U.S. Court of Appeals for the Ninth Circuit, 2011

William Traynor v. Lexington Insurance Company

William Traynor v. Lexington Insurance Company
U.S. Court of Appeals for the Ninth Circuit · Decided March 9, 2011 · Rymer, Callahan, Ikuta
420 F. App'x 674

William Traynor v. Lexington Insurance Company

Opinion

MEMORANDUM **

The district court properly granted Lexington’s motion to dismiss for failure to state a claim upon which relief can be granted. Fed.R.Civ.P. 12(b)(6); Plaintiffs’ action was barred by the limitations period in their insurance contract, and they have not established that a 12-month limitations period is both procedurally and substantively unconscionable.
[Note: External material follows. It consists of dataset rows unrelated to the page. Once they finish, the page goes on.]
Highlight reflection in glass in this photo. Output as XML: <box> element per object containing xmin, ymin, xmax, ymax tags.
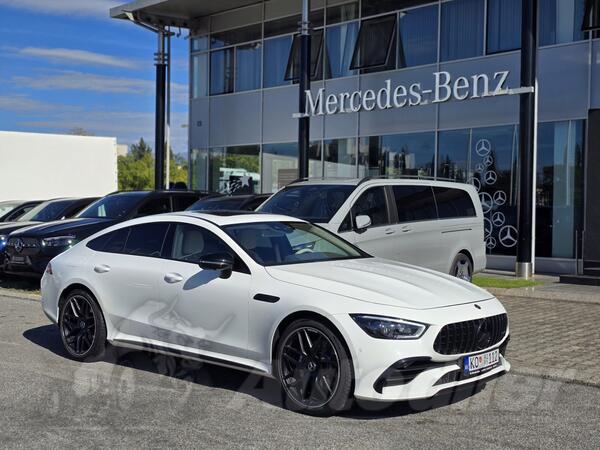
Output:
<box><xmin>325</xmin><ymin>22</ymin><xmax>358</xmax><ymax>78</ymax></box>
<box><xmin>263</xmin><ymin>36</ymin><xmax>292</xmax><ymax>88</ymax></box>
<box><xmin>440</xmin><ymin>0</ymin><xmax>484</xmax><ymax>61</ymax></box>
<box><xmin>539</xmin><ymin>0</ymin><xmax>587</xmax><ymax>45</ymax></box>
<box><xmin>437</xmin><ymin>130</ymin><xmax>471</xmax><ymax>182</ymax></box>
<box><xmin>235</xmin><ymin>42</ymin><xmax>262</xmax><ymax>92</ymax></box>
<box><xmin>359</xmin><ymin>132</ymin><xmax>435</xmax><ymax>177</ymax></box>
<box><xmin>262</xmin><ymin>142</ymin><xmax>298</xmax><ymax>192</ymax></box>
<box><xmin>192</xmin><ymin>53</ymin><xmax>208</xmax><ymax>98</ymax></box>
<box><xmin>398</xmin><ymin>5</ymin><xmax>438</xmax><ymax>68</ymax></box>
<box><xmin>323</xmin><ymin>138</ymin><xmax>357</xmax><ymax>178</ymax></box>
<box><xmin>210</xmin><ymin>48</ymin><xmax>234</xmax><ymax>95</ymax></box>
<box><xmin>536</xmin><ymin>120</ymin><xmax>585</xmax><ymax>258</ymax></box>
<box><xmin>190</xmin><ymin>148</ymin><xmax>208</xmax><ymax>191</ymax></box>
<box><xmin>208</xmin><ymin>145</ymin><xmax>260</xmax><ymax>194</ymax></box>
<box><xmin>487</xmin><ymin>0</ymin><xmax>522</xmax><ymax>53</ymax></box>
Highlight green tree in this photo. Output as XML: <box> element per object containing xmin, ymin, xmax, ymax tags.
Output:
<box><xmin>129</xmin><ymin>138</ymin><xmax>152</xmax><ymax>160</ymax></box>
<box><xmin>118</xmin><ymin>138</ymin><xmax>188</xmax><ymax>191</ymax></box>
<box><xmin>118</xmin><ymin>154</ymin><xmax>154</xmax><ymax>191</ymax></box>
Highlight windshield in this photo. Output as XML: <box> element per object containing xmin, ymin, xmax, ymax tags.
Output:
<box><xmin>223</xmin><ymin>222</ymin><xmax>369</xmax><ymax>266</ymax></box>
<box><xmin>187</xmin><ymin>197</ymin><xmax>245</xmax><ymax>211</ymax></box>
<box><xmin>17</xmin><ymin>200</ymin><xmax>73</xmax><ymax>222</ymax></box>
<box><xmin>259</xmin><ymin>184</ymin><xmax>355</xmax><ymax>223</ymax></box>
<box><xmin>77</xmin><ymin>192</ymin><xmax>147</xmax><ymax>219</ymax></box>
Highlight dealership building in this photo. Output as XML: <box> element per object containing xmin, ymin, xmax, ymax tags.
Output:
<box><xmin>111</xmin><ymin>0</ymin><xmax>600</xmax><ymax>272</ymax></box>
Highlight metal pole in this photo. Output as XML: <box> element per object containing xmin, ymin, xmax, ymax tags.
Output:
<box><xmin>165</xmin><ymin>29</ymin><xmax>171</xmax><ymax>189</ymax></box>
<box><xmin>515</xmin><ymin>0</ymin><xmax>538</xmax><ymax>279</ymax></box>
<box><xmin>154</xmin><ymin>28</ymin><xmax>166</xmax><ymax>190</ymax></box>
<box><xmin>298</xmin><ymin>0</ymin><xmax>311</xmax><ymax>178</ymax></box>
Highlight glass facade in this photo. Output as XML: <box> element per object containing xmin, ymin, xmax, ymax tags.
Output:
<box><xmin>190</xmin><ymin>0</ymin><xmax>597</xmax><ymax>268</ymax></box>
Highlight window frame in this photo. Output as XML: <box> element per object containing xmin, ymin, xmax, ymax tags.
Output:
<box><xmin>348</xmin><ymin>11</ymin><xmax>398</xmax><ymax>70</ymax></box>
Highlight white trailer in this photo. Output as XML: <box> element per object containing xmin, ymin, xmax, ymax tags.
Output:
<box><xmin>0</xmin><ymin>131</ymin><xmax>118</xmax><ymax>201</ymax></box>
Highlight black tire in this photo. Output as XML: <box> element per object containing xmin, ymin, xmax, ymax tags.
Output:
<box><xmin>274</xmin><ymin>319</ymin><xmax>354</xmax><ymax>416</ymax></box>
<box><xmin>450</xmin><ymin>252</ymin><xmax>473</xmax><ymax>282</ymax></box>
<box><xmin>58</xmin><ymin>289</ymin><xmax>106</xmax><ymax>362</ymax></box>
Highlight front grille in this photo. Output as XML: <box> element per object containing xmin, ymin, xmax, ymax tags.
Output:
<box><xmin>433</xmin><ymin>314</ymin><xmax>508</xmax><ymax>355</ymax></box>
<box><xmin>6</xmin><ymin>238</ymin><xmax>39</xmax><ymax>248</ymax></box>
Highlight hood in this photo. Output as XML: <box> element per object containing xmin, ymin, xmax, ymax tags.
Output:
<box><xmin>266</xmin><ymin>258</ymin><xmax>493</xmax><ymax>309</ymax></box>
<box><xmin>0</xmin><ymin>222</ymin><xmax>41</xmax><ymax>234</ymax></box>
<box><xmin>9</xmin><ymin>218</ymin><xmax>116</xmax><ymax>239</ymax></box>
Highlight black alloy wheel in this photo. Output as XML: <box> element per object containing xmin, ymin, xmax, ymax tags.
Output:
<box><xmin>276</xmin><ymin>320</ymin><xmax>352</xmax><ymax>415</ymax></box>
<box><xmin>59</xmin><ymin>290</ymin><xmax>106</xmax><ymax>361</ymax></box>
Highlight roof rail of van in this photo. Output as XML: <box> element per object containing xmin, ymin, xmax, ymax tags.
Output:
<box><xmin>358</xmin><ymin>175</ymin><xmax>456</xmax><ymax>186</ymax></box>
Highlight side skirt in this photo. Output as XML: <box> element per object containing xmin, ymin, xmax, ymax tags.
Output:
<box><xmin>110</xmin><ymin>339</ymin><xmax>272</xmax><ymax>377</ymax></box>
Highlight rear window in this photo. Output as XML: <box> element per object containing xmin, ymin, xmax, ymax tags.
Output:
<box><xmin>259</xmin><ymin>184</ymin><xmax>355</xmax><ymax>223</ymax></box>
<box><xmin>393</xmin><ymin>186</ymin><xmax>437</xmax><ymax>222</ymax></box>
<box><xmin>433</xmin><ymin>187</ymin><xmax>477</xmax><ymax>219</ymax></box>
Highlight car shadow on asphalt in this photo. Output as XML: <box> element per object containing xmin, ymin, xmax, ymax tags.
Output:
<box><xmin>23</xmin><ymin>325</ymin><xmax>490</xmax><ymax>420</ymax></box>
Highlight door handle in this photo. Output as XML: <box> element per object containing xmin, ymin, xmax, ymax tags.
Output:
<box><xmin>165</xmin><ymin>273</ymin><xmax>183</xmax><ymax>284</ymax></box>
<box><xmin>94</xmin><ymin>264</ymin><xmax>110</xmax><ymax>273</ymax></box>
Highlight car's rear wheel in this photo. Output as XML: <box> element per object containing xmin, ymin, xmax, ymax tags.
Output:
<box><xmin>275</xmin><ymin>319</ymin><xmax>352</xmax><ymax>416</ymax></box>
<box><xmin>451</xmin><ymin>252</ymin><xmax>473</xmax><ymax>282</ymax></box>
<box><xmin>58</xmin><ymin>289</ymin><xmax>106</xmax><ymax>361</ymax></box>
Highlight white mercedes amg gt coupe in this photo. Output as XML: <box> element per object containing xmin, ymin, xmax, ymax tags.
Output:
<box><xmin>42</xmin><ymin>212</ymin><xmax>510</xmax><ymax>415</ymax></box>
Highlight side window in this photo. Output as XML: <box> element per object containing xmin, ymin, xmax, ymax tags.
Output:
<box><xmin>136</xmin><ymin>197</ymin><xmax>171</xmax><ymax>217</ymax></box>
<box><xmin>393</xmin><ymin>186</ymin><xmax>437</xmax><ymax>223</ymax></box>
<box><xmin>352</xmin><ymin>186</ymin><xmax>390</xmax><ymax>227</ymax></box>
<box><xmin>173</xmin><ymin>195</ymin><xmax>199</xmax><ymax>211</ymax></box>
<box><xmin>87</xmin><ymin>228</ymin><xmax>129</xmax><ymax>253</ymax></box>
<box><xmin>123</xmin><ymin>222</ymin><xmax>169</xmax><ymax>257</ymax></box>
<box><xmin>434</xmin><ymin>187</ymin><xmax>477</xmax><ymax>219</ymax></box>
<box><xmin>164</xmin><ymin>223</ymin><xmax>250</xmax><ymax>273</ymax></box>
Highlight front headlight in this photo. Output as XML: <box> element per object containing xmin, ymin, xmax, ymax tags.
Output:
<box><xmin>42</xmin><ymin>236</ymin><xmax>75</xmax><ymax>247</ymax></box>
<box><xmin>350</xmin><ymin>314</ymin><xmax>428</xmax><ymax>339</ymax></box>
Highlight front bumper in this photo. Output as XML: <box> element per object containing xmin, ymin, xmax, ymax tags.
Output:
<box><xmin>334</xmin><ymin>299</ymin><xmax>510</xmax><ymax>401</ymax></box>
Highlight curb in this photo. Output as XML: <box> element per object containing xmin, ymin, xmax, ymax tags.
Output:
<box><xmin>0</xmin><ymin>288</ymin><xmax>42</xmax><ymax>302</ymax></box>
<box><xmin>508</xmin><ymin>366</ymin><xmax>600</xmax><ymax>389</ymax></box>
<box><xmin>486</xmin><ymin>288</ymin><xmax>600</xmax><ymax>306</ymax></box>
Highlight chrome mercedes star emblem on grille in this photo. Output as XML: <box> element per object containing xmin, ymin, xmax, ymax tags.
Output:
<box><xmin>15</xmin><ymin>239</ymin><xmax>25</xmax><ymax>253</ymax></box>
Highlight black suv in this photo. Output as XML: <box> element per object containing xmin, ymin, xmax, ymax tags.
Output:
<box><xmin>0</xmin><ymin>198</ymin><xmax>96</xmax><ymax>273</ymax></box>
<box><xmin>4</xmin><ymin>191</ymin><xmax>208</xmax><ymax>278</ymax></box>
<box><xmin>187</xmin><ymin>194</ymin><xmax>271</xmax><ymax>211</ymax></box>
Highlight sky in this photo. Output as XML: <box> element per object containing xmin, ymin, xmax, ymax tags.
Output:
<box><xmin>0</xmin><ymin>0</ymin><xmax>188</xmax><ymax>153</ymax></box>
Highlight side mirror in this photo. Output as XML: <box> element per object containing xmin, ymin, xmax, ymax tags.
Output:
<box><xmin>355</xmin><ymin>215</ymin><xmax>371</xmax><ymax>233</ymax></box>
<box><xmin>198</xmin><ymin>253</ymin><xmax>234</xmax><ymax>279</ymax></box>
See Armendariz v. Found. Health Psychcare Servs., Inc., 24 Cal.4th 83, 99 Cal.Rptr.2d 745, 6 P.3d 669, 690 (2000). The question is whether the limitations period is “reasonable,” Order of United Comm. Travelers of Am. v. Wolfe, 331 U.S. 586, 608, 67 S.Ct. 1355, 91 L.Ed. 1687 (1947), and numerous California cases confirm that 12 months is. See, e.g., Fageol Truck & Coach Co. v. Pac. Indem. Co., 18 Cal.2d 748, 117 P.2d 669, 672 (1941) (in bank); see also Han v. Mobil Oil Corp., 73 F.3d 872, 877 (9th Cir. 1995) (citing cases).
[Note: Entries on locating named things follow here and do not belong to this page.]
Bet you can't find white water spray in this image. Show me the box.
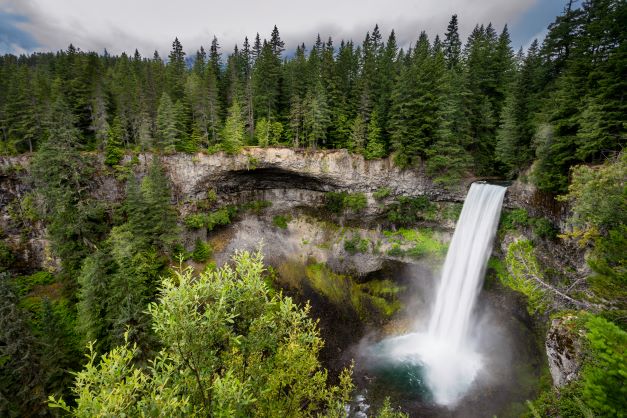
[384,183,506,405]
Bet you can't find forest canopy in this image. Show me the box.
[0,0,627,193]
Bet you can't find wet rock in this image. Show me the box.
[545,315,583,387]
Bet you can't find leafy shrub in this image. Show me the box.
[192,239,213,263]
[272,215,291,229]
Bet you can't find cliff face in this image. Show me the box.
[0,148,560,274]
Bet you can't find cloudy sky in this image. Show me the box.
[0,0,564,56]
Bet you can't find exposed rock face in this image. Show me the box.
[545,315,582,387]
[0,147,544,268]
[156,148,470,201]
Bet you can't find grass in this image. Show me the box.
[383,228,448,258]
[302,262,403,319]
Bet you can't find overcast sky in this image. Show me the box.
[0,0,564,56]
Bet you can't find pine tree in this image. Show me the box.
[157,92,179,152]
[364,111,386,160]
[444,15,462,70]
[104,116,125,166]
[348,115,368,153]
[166,38,186,102]
[222,100,245,154]
[496,40,541,174]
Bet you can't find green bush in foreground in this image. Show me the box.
[50,252,353,417]
[527,313,627,417]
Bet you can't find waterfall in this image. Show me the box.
[429,183,506,348]
[381,183,506,406]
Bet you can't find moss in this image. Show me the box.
[372,187,392,200]
[344,234,370,255]
[0,241,16,272]
[272,215,292,229]
[493,240,550,314]
[296,262,402,320]
[387,196,437,225]
[242,200,272,214]
[191,239,213,263]
[383,228,448,258]
[324,192,368,214]
[14,271,55,295]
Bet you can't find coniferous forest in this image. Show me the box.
[0,0,627,417]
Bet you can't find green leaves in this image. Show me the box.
[61,252,352,417]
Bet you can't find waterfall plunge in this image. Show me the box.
[382,183,506,405]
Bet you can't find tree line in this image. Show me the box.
[0,0,627,192]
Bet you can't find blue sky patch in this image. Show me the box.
[0,11,39,54]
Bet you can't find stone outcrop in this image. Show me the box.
[545,315,582,387]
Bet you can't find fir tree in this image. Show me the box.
[222,100,245,154]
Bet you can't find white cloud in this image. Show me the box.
[0,0,538,55]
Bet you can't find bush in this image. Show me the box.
[581,315,627,416]
[272,215,291,229]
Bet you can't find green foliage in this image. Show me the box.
[185,206,237,231]
[0,241,15,273]
[530,313,627,417]
[0,274,47,417]
[242,200,272,214]
[324,192,368,213]
[499,209,529,231]
[581,315,627,416]
[50,253,352,417]
[564,153,627,285]
[14,271,55,296]
[387,196,435,225]
[344,234,370,255]
[384,228,448,258]
[255,118,283,147]
[372,187,392,200]
[222,100,244,155]
[192,239,213,263]
[305,263,402,320]
[104,117,125,166]
[500,240,551,314]
[344,193,368,212]
[272,215,291,229]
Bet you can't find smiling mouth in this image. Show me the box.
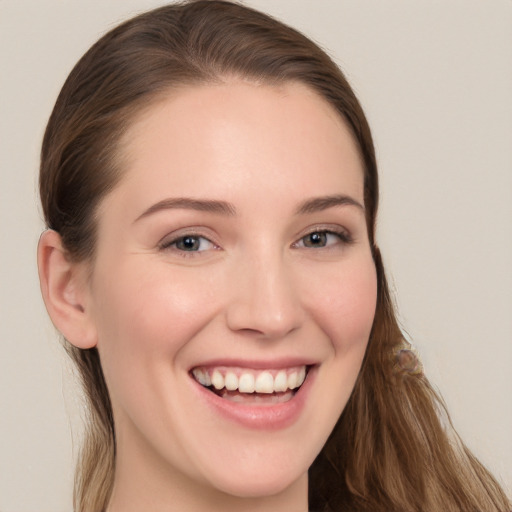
[191,365,309,404]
Because plaintiffs’ suit was time-barred, we need not reach whether they pleaded AIG’s alter ego liability sufficiently, or whether the district court erred in denying defendants’ motion to strike plaintiffs’ claim for punitive damages.

AFFIRMED.

**

This disposition is not appropriate for publication and is not precedent except as provided by 9th Cir. R. 36-3.